In this position, the aspiration pressure was set to a constant value and the robot was commanded to move the I/A handpiece approximately 1 mm along the PC (Figure 14). The effect on the PC from this motion was recorded in the OCT B-scan. The aspiration pressure was then incremented higher and the trial repeated.

FIGURE 14.

Illustrations of the experimental evaluation to determine the maximum allowable aspiration pressure that would result in PC rupture, ${\mathit{p}}_a^{*}$. (A) The trial executed with non-zero, “low” aspiration pressure. (B) The trial executed with “high” aspiration pressure.

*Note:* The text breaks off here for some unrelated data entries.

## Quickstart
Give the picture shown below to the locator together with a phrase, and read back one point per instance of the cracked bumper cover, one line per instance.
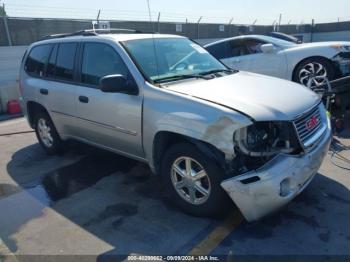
(262, 197)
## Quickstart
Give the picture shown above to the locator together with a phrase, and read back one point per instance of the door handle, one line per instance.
(84, 99)
(44, 91)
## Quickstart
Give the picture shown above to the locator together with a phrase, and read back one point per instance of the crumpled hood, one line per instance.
(261, 97)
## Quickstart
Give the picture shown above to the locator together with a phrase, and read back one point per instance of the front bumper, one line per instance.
(262, 191)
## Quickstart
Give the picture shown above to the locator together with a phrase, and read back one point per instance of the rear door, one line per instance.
(60, 88)
(112, 120)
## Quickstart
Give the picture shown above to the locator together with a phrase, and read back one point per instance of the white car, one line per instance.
(279, 58)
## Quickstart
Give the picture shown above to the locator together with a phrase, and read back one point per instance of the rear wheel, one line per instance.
(47, 133)
(193, 181)
(312, 71)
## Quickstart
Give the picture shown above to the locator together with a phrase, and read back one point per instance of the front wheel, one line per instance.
(312, 72)
(47, 134)
(193, 181)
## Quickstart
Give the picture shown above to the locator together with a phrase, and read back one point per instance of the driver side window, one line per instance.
(100, 60)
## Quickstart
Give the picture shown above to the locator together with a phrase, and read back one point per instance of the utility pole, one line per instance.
(229, 26)
(279, 22)
(312, 30)
(7, 30)
(158, 25)
(199, 20)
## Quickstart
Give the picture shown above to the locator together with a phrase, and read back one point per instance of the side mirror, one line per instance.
(117, 84)
(267, 48)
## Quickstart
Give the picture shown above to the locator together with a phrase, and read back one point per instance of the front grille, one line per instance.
(309, 126)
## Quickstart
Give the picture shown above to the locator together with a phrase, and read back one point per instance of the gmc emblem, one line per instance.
(312, 122)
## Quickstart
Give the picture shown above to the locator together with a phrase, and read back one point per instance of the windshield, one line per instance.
(278, 42)
(171, 58)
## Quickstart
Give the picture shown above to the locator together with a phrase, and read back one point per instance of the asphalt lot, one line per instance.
(91, 202)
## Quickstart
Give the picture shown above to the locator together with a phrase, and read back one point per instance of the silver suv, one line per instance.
(210, 132)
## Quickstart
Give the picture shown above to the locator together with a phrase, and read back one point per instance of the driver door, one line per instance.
(112, 120)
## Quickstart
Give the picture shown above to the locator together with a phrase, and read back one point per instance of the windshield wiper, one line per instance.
(219, 71)
(179, 77)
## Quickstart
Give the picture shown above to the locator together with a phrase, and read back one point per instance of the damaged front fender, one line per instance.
(259, 192)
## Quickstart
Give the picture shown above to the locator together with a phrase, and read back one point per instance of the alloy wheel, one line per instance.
(313, 74)
(190, 180)
(44, 131)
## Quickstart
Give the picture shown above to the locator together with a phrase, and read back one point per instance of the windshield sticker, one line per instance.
(199, 49)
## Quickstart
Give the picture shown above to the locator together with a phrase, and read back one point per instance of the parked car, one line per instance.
(284, 59)
(208, 131)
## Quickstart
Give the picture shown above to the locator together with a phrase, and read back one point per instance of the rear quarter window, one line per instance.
(37, 59)
(65, 61)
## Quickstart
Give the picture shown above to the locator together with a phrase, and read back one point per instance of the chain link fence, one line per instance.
(24, 31)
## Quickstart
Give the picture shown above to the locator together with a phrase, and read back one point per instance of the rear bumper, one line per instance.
(277, 182)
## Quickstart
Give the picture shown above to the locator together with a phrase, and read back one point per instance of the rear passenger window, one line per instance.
(65, 61)
(51, 65)
(100, 60)
(37, 59)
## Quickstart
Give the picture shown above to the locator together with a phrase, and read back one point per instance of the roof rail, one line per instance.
(95, 32)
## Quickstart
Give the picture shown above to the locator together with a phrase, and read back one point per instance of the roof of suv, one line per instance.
(118, 37)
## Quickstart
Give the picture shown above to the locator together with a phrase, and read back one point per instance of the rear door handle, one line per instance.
(44, 91)
(84, 99)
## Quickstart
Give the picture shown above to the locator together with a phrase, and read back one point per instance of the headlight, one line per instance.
(267, 139)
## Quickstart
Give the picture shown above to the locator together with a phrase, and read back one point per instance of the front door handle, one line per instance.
(44, 91)
(84, 99)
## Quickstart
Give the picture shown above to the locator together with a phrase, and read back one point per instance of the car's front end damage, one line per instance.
(276, 160)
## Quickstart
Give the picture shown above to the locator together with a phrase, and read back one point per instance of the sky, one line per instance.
(242, 11)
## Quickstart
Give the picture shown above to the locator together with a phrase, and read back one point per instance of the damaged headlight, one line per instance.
(267, 139)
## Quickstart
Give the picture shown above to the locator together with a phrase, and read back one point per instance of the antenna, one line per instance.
(154, 42)
(150, 15)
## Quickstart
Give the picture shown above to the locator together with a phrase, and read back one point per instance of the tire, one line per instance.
(215, 203)
(316, 66)
(47, 134)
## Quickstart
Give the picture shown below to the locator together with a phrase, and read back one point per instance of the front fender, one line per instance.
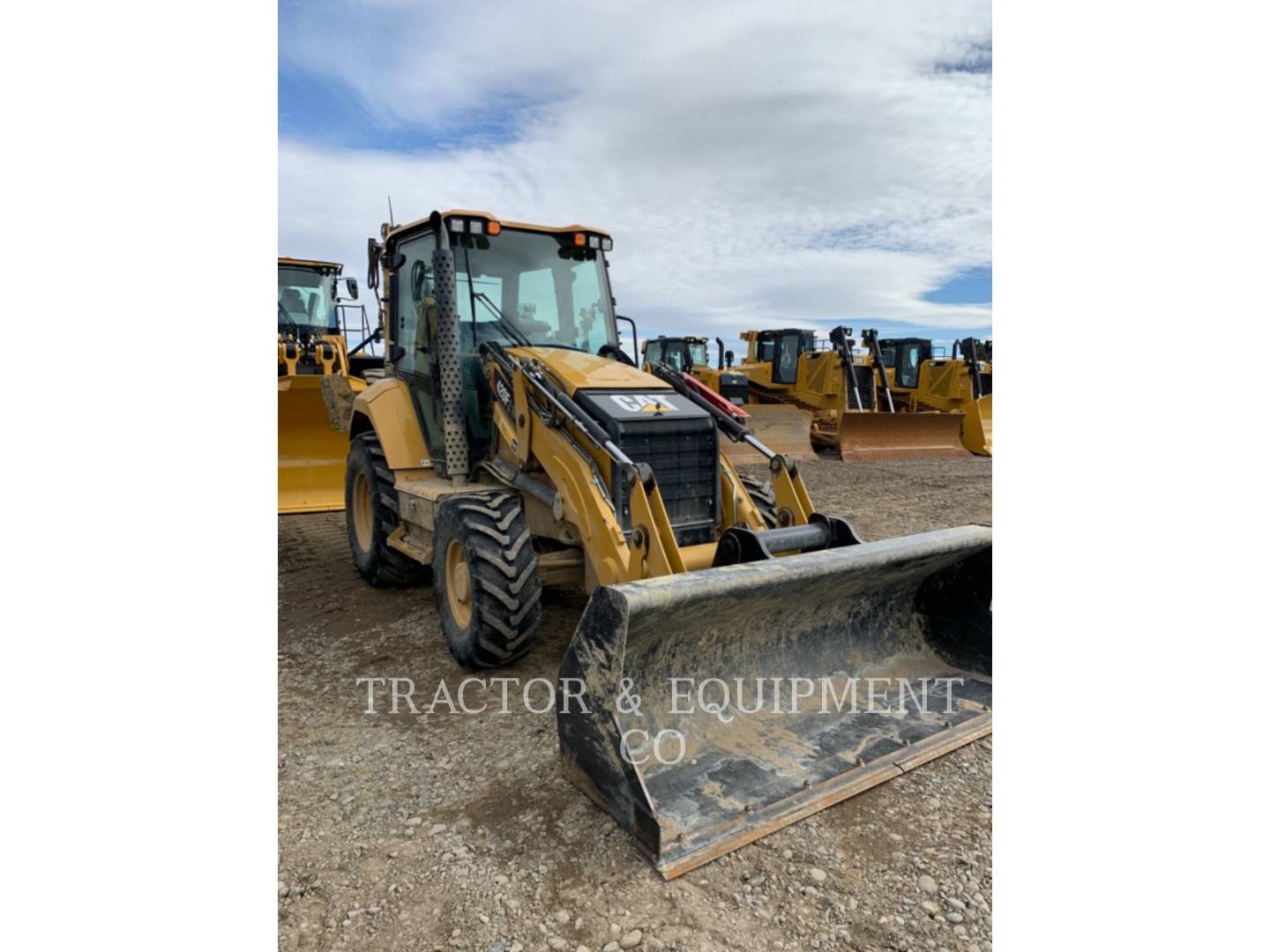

Note: The left-hand side of (A) and (B) are nearly indistinguishable, necessitating the tool movement to enact a detectable change in PC shape

Two states could be observed for the PC shape recorded in the OCT data: at lower aspiration pressures, the PC locally deforms near the tip (Figure 14A); at higher aspiration pressures, the PC stretches opposite the direction of motion (Figure 14B). The values of aspiration pressure that transitioned between these two states that were observed for the three pig eyes were 150, 222, and 240 mmHg. It is expected that aspiration pressures greater than these values would increase the risk of PC rupture and should be avoided. The minimum of these three values (150 mmHg) was used as the value of ${\mathit{p}}_a^{*}$ shown in Figure 10.

DATA AVAILABILITY STATEMENT

Data available on request from the authors. The data that support the findings of this study are available from the corresponding author upon reasonable request.